I met direction the other day while I was thinking with my eyes closed but not sleeping
Nothing { life begins—movement—life ends } Nothing
direction
Nothingness ends ] life interrupts [ Nothingness begins
direction
birth-movement-death
direction
no movement-birth-lifetime of movement-death-no movement
direction
Movement cannot exist without direction. Movement must begin in -or be sustained through- an item
or aim. This object or item must be created, born, or allowed the time to have consciousness. Or
non-consciousness). Here the term “non-consciousness” is used to highlight the point at which consciousness
could begin if the item had the capacity. There is a point where it could begin to develop
into something conscious, but it does not, and so there is one thing sustained: existence; and therefore
the capacity for movement. Potential. This does not necessarily have to be a movement we are
familiar with, nor does it have to be a movement that follows the rules of human reason. It is an
unconscious item in nature and therefore will not always act consciously. Movement can be ‘from
point A to point B’. It can be ‘the process by which a baby grows until it is no longer a baby’, or ‘how
a cell progresses’. Movement can be described as a change. Ideas can move. Your ideas change. You
rearrange them, record them, forget them, or ignore them completely. Ideas improve, deepen, grow,
evolve. An idea is like a small creation in your head that is allowed movement. If it is growing, learning,
advancing, or dying, it has direction. So direction can be observed directly (a racing Indy car) or
implied (our understanding of nanotechnology increases) but it doesn’t yield to standard methods of
observation.
Does movement need direction and an object to exist?
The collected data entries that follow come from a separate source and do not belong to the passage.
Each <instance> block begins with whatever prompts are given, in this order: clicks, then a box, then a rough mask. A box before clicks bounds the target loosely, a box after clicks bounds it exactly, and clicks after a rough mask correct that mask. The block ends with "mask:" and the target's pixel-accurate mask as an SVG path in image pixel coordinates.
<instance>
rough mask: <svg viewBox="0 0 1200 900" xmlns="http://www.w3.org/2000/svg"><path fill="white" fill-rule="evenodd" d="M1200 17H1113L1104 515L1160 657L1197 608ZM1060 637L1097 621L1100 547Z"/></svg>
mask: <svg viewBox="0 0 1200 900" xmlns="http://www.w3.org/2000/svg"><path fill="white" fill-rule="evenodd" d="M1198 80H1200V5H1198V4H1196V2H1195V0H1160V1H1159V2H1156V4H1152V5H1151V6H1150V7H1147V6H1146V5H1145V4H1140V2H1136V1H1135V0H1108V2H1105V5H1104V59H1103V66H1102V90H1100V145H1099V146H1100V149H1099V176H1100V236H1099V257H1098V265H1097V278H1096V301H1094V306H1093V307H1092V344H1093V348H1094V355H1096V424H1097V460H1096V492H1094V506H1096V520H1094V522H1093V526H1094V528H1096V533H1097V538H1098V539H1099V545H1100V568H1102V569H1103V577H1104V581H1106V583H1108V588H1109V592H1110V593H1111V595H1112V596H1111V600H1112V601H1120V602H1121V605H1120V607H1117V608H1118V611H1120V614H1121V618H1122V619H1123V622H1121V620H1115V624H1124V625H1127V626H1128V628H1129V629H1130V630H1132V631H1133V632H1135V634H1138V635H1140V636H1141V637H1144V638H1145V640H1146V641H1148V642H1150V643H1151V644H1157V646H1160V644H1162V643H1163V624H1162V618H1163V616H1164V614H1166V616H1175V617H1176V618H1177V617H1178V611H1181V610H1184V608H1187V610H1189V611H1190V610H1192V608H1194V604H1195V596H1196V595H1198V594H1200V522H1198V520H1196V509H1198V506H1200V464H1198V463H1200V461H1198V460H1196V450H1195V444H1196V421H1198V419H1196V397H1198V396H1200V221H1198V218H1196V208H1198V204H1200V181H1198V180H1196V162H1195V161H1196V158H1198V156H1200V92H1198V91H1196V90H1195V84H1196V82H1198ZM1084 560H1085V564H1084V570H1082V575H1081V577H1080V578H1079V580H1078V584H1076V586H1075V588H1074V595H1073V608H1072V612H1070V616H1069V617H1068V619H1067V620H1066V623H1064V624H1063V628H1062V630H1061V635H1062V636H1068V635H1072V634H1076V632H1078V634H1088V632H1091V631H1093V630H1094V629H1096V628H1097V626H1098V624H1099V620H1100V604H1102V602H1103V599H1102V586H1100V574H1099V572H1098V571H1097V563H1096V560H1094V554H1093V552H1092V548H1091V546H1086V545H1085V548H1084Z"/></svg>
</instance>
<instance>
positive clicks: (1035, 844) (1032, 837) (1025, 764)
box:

Can direction exist without movement or an object?
Imagine for a moment that the universe is frozen: time stops along with all celestial objects; and does
direction still continue? Does direction still exist?
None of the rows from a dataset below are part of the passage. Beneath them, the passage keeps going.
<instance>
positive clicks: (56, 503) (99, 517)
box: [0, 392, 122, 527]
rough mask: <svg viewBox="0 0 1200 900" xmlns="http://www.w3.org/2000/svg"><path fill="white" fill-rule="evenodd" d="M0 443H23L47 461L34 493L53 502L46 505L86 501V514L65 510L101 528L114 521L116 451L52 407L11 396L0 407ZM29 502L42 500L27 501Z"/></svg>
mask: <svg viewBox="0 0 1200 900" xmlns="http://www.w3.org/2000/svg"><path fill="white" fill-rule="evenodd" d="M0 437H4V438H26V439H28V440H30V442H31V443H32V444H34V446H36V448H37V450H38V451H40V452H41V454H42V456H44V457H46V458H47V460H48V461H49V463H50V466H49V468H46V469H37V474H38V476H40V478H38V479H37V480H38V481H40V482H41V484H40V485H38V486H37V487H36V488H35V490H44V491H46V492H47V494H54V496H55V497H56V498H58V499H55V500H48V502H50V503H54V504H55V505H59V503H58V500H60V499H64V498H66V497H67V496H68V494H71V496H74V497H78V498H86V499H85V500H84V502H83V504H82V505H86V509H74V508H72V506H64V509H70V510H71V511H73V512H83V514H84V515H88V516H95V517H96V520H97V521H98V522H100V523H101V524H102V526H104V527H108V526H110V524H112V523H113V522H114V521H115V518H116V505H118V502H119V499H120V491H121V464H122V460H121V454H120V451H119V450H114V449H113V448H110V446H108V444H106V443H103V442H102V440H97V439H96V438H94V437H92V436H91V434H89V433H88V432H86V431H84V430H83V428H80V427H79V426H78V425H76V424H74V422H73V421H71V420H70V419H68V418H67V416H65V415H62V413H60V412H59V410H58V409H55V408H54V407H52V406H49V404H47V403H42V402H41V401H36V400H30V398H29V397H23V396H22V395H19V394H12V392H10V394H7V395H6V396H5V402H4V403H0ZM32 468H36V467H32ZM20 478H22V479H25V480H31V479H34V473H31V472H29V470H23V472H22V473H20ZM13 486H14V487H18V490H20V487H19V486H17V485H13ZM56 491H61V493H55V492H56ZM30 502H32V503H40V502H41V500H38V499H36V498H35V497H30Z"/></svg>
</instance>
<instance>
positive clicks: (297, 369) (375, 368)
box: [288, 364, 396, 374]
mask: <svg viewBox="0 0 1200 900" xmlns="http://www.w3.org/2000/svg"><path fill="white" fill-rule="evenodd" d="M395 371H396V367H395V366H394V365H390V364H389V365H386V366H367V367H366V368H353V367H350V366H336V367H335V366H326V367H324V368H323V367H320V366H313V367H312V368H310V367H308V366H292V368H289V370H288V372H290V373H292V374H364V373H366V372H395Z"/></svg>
If you watch a video of a wine glass falling from a table, you can pause the tape as the glass is in midair.
The glass’s movement would be suspended but its direction would still exist.
Likewise, if you stop a small child on his way to the ocean and ask him “Where are you going?” he’ll
respond “I’m going to the ocean” or “The ocean.” Even though your question is keeping him from
moving towards his destination, his response still describes his current direction. No matter how you
phrase the question, his answer will be that he is going to the ocean. It is easy here to confuse the
destination with direction, but direction is a mode for arriving at a destination.
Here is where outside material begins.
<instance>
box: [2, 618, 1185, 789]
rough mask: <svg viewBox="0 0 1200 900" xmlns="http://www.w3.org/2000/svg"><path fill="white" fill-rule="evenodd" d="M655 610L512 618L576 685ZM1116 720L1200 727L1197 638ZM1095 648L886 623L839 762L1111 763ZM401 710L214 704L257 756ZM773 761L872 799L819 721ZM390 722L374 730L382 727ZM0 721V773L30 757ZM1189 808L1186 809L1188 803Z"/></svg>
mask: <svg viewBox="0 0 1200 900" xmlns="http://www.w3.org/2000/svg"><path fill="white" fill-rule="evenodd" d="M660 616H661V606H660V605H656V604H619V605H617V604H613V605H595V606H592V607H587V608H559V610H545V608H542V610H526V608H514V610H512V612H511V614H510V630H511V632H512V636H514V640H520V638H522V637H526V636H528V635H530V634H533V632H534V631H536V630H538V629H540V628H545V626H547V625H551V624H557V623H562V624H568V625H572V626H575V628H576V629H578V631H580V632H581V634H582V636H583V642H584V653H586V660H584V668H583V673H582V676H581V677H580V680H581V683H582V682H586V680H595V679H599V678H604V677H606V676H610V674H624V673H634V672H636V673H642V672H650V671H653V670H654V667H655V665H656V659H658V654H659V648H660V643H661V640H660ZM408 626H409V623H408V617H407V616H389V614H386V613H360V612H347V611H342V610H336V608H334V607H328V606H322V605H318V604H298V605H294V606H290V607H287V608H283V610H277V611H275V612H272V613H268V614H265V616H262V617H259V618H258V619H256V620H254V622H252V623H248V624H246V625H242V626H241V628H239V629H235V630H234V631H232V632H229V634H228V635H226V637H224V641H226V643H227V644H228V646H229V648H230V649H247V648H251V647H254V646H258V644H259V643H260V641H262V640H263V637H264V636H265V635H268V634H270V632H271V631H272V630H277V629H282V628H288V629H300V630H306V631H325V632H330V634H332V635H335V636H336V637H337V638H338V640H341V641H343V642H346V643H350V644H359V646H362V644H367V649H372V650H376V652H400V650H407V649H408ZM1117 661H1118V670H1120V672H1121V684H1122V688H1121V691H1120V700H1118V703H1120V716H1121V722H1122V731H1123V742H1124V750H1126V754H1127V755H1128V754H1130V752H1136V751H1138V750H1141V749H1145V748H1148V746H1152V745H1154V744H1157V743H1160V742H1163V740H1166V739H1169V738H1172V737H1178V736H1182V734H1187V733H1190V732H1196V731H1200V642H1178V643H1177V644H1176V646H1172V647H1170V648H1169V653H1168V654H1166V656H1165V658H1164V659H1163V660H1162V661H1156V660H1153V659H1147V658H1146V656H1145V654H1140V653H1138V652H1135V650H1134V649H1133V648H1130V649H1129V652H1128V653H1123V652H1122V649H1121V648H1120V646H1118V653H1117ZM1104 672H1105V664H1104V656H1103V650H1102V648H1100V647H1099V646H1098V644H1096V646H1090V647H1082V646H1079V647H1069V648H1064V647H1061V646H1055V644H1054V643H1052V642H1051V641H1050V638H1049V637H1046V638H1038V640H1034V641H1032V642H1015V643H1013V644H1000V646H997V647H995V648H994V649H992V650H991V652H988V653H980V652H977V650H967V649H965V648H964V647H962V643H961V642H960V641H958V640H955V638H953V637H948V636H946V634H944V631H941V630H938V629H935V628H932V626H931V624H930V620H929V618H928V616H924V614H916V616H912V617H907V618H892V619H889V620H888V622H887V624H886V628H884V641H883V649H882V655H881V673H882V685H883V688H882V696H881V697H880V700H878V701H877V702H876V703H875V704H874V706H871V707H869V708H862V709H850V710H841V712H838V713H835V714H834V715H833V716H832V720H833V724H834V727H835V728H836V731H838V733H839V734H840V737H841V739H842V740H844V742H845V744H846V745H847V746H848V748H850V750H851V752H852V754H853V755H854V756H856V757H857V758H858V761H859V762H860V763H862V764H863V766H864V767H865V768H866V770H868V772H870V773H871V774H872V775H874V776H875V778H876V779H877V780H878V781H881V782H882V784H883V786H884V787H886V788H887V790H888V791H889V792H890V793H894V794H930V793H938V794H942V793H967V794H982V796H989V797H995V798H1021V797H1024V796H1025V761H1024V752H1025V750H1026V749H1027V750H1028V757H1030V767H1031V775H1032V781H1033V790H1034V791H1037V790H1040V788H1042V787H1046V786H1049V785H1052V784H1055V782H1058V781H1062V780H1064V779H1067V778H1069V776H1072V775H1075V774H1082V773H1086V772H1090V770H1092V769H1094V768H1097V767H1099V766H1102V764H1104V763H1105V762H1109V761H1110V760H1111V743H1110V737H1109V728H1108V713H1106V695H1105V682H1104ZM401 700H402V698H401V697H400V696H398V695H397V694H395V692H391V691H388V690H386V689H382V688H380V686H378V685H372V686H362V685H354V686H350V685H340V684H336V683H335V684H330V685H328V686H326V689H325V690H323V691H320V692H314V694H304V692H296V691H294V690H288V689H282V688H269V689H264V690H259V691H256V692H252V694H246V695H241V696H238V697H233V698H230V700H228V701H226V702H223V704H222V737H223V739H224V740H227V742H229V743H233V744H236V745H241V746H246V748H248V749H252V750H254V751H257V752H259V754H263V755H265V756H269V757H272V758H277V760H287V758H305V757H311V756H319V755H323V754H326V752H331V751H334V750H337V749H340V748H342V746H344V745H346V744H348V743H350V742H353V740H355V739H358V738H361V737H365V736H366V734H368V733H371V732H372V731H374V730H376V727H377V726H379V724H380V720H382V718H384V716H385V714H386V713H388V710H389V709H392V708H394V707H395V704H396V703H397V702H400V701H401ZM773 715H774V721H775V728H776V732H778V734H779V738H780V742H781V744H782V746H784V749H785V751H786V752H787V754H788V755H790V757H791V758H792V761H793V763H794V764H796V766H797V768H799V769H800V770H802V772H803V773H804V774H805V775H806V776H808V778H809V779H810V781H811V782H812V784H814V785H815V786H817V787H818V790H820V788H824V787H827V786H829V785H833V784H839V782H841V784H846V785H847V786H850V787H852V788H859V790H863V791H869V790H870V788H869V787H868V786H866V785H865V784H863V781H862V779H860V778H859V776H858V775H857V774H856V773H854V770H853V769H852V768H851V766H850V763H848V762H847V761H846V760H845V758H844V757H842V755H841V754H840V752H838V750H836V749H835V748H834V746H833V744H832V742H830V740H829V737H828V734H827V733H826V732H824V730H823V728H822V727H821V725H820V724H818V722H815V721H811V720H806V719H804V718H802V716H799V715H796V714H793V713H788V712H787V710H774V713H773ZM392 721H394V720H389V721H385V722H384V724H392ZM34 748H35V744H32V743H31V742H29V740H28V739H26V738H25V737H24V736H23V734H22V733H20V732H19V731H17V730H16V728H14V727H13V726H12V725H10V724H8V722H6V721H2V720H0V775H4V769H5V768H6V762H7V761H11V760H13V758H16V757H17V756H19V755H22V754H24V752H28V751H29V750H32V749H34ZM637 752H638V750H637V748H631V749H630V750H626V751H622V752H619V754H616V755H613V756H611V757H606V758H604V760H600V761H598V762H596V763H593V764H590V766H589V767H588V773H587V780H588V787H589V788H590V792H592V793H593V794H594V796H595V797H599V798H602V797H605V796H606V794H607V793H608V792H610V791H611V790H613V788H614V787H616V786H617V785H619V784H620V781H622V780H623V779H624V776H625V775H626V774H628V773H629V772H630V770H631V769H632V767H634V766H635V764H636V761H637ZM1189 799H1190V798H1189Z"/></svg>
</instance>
If you put these questions on a larger scale, you’ll ask yourself: where am I going? Here is where you
will find your direction.
One day I observed direction in its singularity. I saw it free from everything in this world. Pure as a
diamond. Purer. I can recall every detail to the point of feeling. But my descriptions are inadequate.
Still…
Its form is absolute and distinct. The scientist in me wants to call it dense, disgustingly dense. It is
tremendously solid but also, by its very nature, fluid and ever changing. Its body is infinite like water,
solid as a train’s endless inertia. It does not fit into our vocabulary. Direction keeps no time. It
resembles a steel cylinder that never stops and has no scale. It travels immeasurably, running its own
course against a white background. Not white, blank. It has soaked up the reflections of all its
objects. It’s color mocks the world like chrome. There’s no room for it.